Project Gutenberg's 32nd Birthday

Project Gutenberg's 32nd Birthday 178

Posted by timothy on Friday July 04, 2003 @02:04PM from the read-franklin's-autobiography dept.

David Moynihan writes "July 4th marks the 32nd anniversary of that day in 1971 when Michael Hart first sped an all-caps version of the Declaration of Independence to anyone and everyone then on what later became the web, thus founding Project Gutenberg. Thanks to an army of volunteers and the Distributed Proofreaders, this is the last year PG will have fewer than 10,000 titles. Strangely, Microsoft picked this dual anniversary of literacy and freedom to re-launch their Reader product, with three free bestsellers a week, if you activate the new version with Passport, sign a EULA, etc. Real reason for the upgrade might be that the DRM on MS's old Reader was cracked. If you're not into giving away data, or are running a system other than Windows, maybe you could take the time to tell a friend about free books online, or even help out by visiting the Distributed Proofers and editing one page per day."

Project Gutenberg's 32nd Birthday

This discussion has been archived. No new comments can be posted.

Search 178 Comments Log In/Create an Account

Comments Filter:

Now for the marketing... (Score:5, Insightful)

by Blaine Hilton ( 626259 ) * writes: on Friday July 04, 2003 @02:08PM (#6368272) Homepage

Now all we need is more people promoting this in schools and printing the books. Much like the IA Bookmobile [archive.org]. It seems like the people who could use this the most, don't even know it exists.

Re:Now for the marketing... (Score:1, Insightful)

by Googa ( 608200 ) writes: on Friday July 04, 2003 @02:17PM (#6368321)

Yes, I can agree with this. We people here won't benefit from it half as much as needy school districts who could use the texts. Methinks what they really need to do is work on some awareness program, distributing the books to teachers... or even letting know that such a resource exists. With more technology in the classroom, Gutenberg shouldn't be out of reach to many teachers.

'reader' books not much cheaper (Score:4, Insightful)

by Chmarr ( 18662 ) writes: on Friday July 04, 2003 @02:19PM (#6368332)

Just on a whim, I decided to see how much cheaper titles in microsoft reader format was over a physical book.

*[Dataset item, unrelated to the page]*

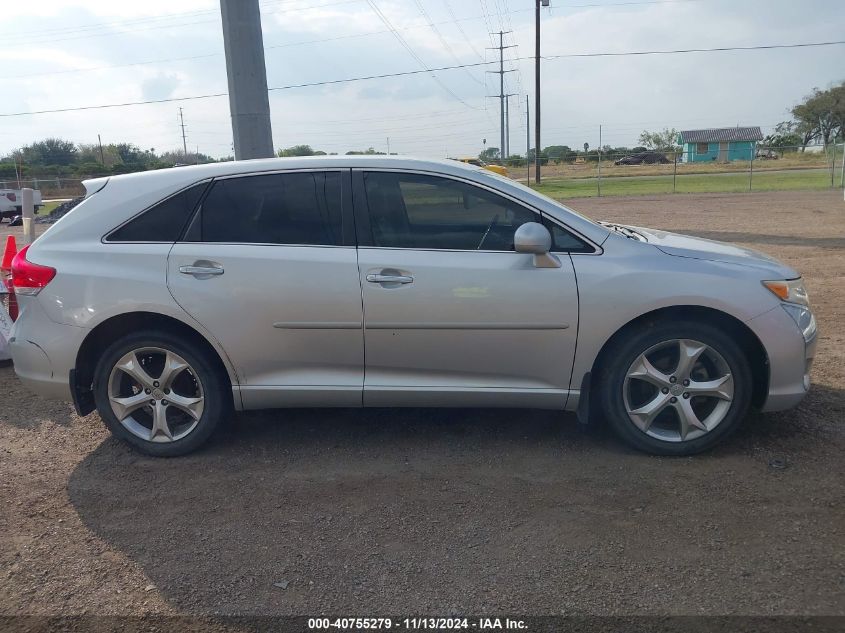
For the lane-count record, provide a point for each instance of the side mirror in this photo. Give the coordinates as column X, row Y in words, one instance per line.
column 534, row 238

I went to the MS Reader site and followed the links to the on-line publishers sites (such as B&N and amazon). In most cases, the reader format is only $1 cheaper, and sometimes $2 more expensive, than the corresponding paper book (soft or hardcover).

So... why in the world would anyone want to use a format that ties them to the computer?? With a paperback, I can read it anywhere, read for as long as I want without having to change batteries, and even pass the book onto a friend.

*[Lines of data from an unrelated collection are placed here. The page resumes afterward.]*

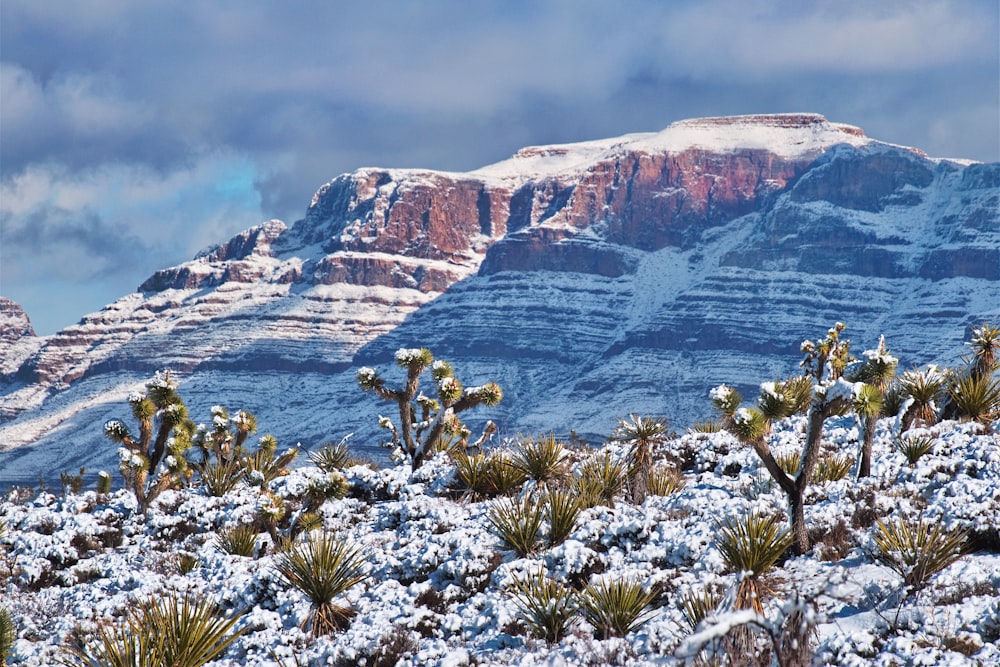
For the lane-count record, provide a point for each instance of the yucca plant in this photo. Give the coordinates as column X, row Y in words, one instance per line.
column 832, row 467
column 616, row 607
column 543, row 459
column 517, row 522
column 501, row 475
column 664, row 480
column 913, row 447
column 563, row 508
column 323, row 567
column 708, row 426
column 640, row 435
column 547, row 607
column 176, row 632
column 237, row 540
column 925, row 388
column 696, row 607
column 977, row 397
column 485, row 474
column 751, row 545
column 601, row 478
column 220, row 477
column 265, row 465
column 331, row 456
column 917, row 550
column 8, row 633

If they want to make the electonic formats more attractive, they need to make them a LOT cheaper than the corresponding paper version.

Huh??? (Score:2, Insightful)

by lilricky ( 632829 ) writes: on Friday July 04, 2003 @02:20PM (#6368335)

"...to anyone and everyone then on what later became the web..." What?? In 1971 http protocol was around? Or is the author trying to suggest that the internet became the web? I thought the web was part of the internet, not a replacement for. Perhaps Im misreading the article.

XML please (Score:4, Insightful)

by DrXym ( 126579 ) writes: on Friday July 04, 2003 @02:23PM (#6368352)

Gutenberg is great and all, but it really needs to dump the text format. So much information is lost that it makes reading some texts extremely difficult. Some format that preserved chapter headings, footnotes, illustrations etc. would be a massive step forward.

Re:Really great work by the guys behind the projec (Score:4, Insightful)

by Cthefuture ( 665326 ) writes: on Friday July 04, 2003 @02:45PM (#6368447)

Yes, they need something like that badly.

I remember poking around on PG not long ago but soon forgot about it.

If you're not looking for something specific then the site is kinda, meh. As you suggested, they need a news site, ratings, and other stats so you can see what's available.

And sections. "Technical", "Poetry", etc. Otherwise it's not very useful to the casual browser.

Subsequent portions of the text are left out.